The graph above shows the 4 units of study, U1 through U4, connected to the respective cards, C1 through C4, and connected to the current knowledge level achieved by the student for each of the cards (U1 is in L1 of Box2, while all other units of study are still in L1 of Box1).

Let's write some pseudocode to process the next review phase.

var levels = {L1, L2, L3};
var boxes = {B1, B2, B3, B4};
// let's first review all units in L1/B1, then L1/B2, L1/B3, L1/B4, etc.
foreach(level in levels) {
    foreach(box in boxes) {
        var units = GetUnitsOfStudy(user, level, box);
        foreach(unit in units) {
            if((time.now()-unit.lastUpdated) > box.timeToReview) {
                var answer = unit.Review();
                if(answer in unit.card.back.answers) {
                    unit.currentLevel = unit.currentLevel.next;
                }
                else {
                    unit.currentLevel = unit.currentLevel.back;
                }
                unit.lastUpdated = time.now();
            }
        }
    }
}

Do you want to help me write the Cypher query that gets the next card to be added to L1/B1? The answer is C5, obviously, because:

  • card C5 has no incoming [about] relation connected to any unit of study connected by an [isLearning] relation to the student
  • the card previous to C5 has an incoming [about] relation connected to an unit of study (U4) connected by an [isLearning] relationship to the student.

Leave your answer in the comments below!

For your convenience, I have created a Neo4J Graph Gist that you can use to play with the sample dataset described above, running cypher queries against it.

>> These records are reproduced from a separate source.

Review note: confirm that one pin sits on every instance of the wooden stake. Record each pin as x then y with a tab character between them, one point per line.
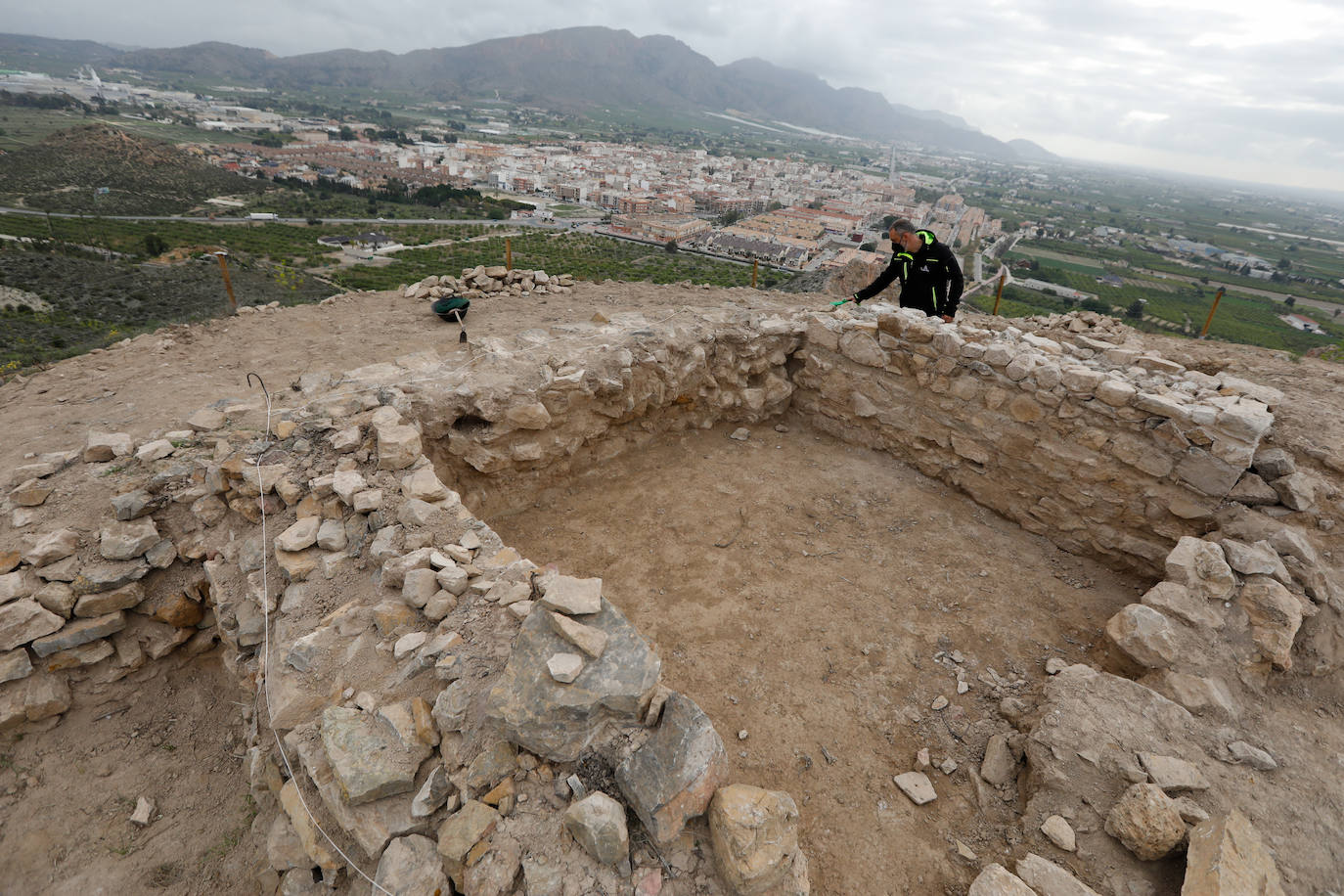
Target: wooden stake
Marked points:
1207	323
229	285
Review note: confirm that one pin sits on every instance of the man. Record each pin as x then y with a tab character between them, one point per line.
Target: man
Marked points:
930	277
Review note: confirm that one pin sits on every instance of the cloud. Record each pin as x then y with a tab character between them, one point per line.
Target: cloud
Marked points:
1225	78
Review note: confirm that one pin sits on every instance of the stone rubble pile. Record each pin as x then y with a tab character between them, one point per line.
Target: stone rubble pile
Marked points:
480	281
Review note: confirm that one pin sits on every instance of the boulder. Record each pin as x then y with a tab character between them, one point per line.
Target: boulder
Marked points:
1200	567
558	720
755	838
1146	823
367	755
597	824
1142	636
675	774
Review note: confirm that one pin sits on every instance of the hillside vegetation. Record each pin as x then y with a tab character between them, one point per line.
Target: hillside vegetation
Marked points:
141	176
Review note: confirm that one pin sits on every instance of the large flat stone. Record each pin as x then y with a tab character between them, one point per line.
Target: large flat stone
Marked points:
126	540
674	776
1228	857
558	720
79	632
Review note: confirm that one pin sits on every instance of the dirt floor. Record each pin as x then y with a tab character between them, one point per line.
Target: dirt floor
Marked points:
847	596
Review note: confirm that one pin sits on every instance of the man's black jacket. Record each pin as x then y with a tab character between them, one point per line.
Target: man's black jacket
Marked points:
930	278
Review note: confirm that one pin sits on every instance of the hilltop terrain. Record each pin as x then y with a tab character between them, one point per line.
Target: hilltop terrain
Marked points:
815	640
64	172
582	70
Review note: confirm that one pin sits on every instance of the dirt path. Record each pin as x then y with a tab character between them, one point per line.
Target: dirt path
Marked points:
169	733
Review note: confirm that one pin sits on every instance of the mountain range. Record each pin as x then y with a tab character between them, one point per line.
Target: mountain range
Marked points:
567	70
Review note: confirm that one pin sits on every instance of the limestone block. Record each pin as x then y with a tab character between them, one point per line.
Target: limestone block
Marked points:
1275	615
23	621
1178	602
49	547
1143	636
1275	464
1116	392
300	535
105	602
398	448
1254	559
367	756
21	583
424	485
1172	773
1206	473
1197	694
14	665
410	866
675	774
528	416
1296	490
461	831
597	824
32	698
557	720
1049	878
574	597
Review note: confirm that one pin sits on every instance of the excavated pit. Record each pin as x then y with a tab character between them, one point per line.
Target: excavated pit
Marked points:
813	596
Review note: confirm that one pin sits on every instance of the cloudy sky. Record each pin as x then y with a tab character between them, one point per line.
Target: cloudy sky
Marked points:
1224	87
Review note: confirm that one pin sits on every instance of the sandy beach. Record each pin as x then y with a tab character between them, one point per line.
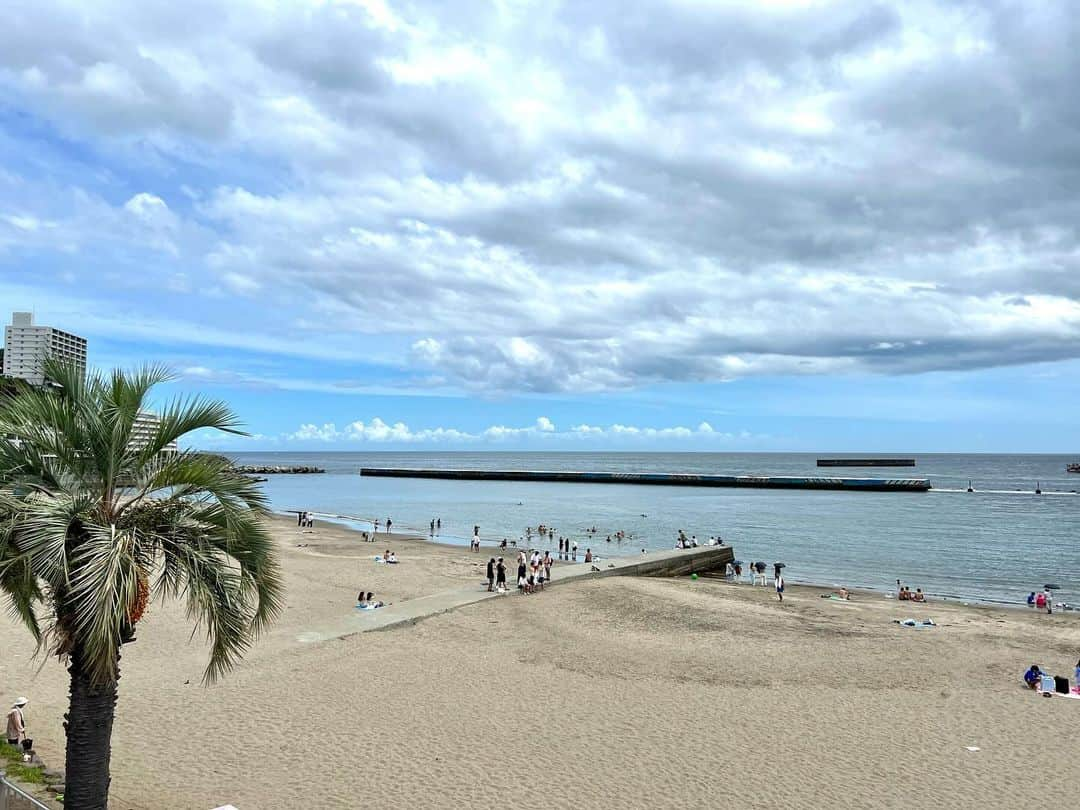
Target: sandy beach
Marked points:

Finding the Next Card to be Studied

Here is my attempt to solve the Gist above. If you know of a better way to achieve the same result, please let me know!

OPTIONAL MATCH 
(S:Student)-[:ISLEARNING]->(U:UnitOfStudy)-[:ABOUT]->(lastCard:Card)-[:NEXT]->(nextCard:Card)<-[:HASCARD]-(D1:Deck)
WHERE 
    NOT ()-[:ABOUT]->(nextCard) 
    AND S.name = "Student2" 
    AND D1.name = "Deck"
OPTIONAL MATCH (D2:Deck)-[:FIRST]->(firstCard:Card)
WHERE D2.name = "Deck"
RETURN COALESCE(nextCard, firstCard)

This query has two OPTIONAL MATCH clauses. This is to take in account the special case in which no cards have been studied yet by the student. In this case, the first OPTIONAL MATCH will return null and therefore the COALESCE function (which returns the first non null argument) will return firstCard instead.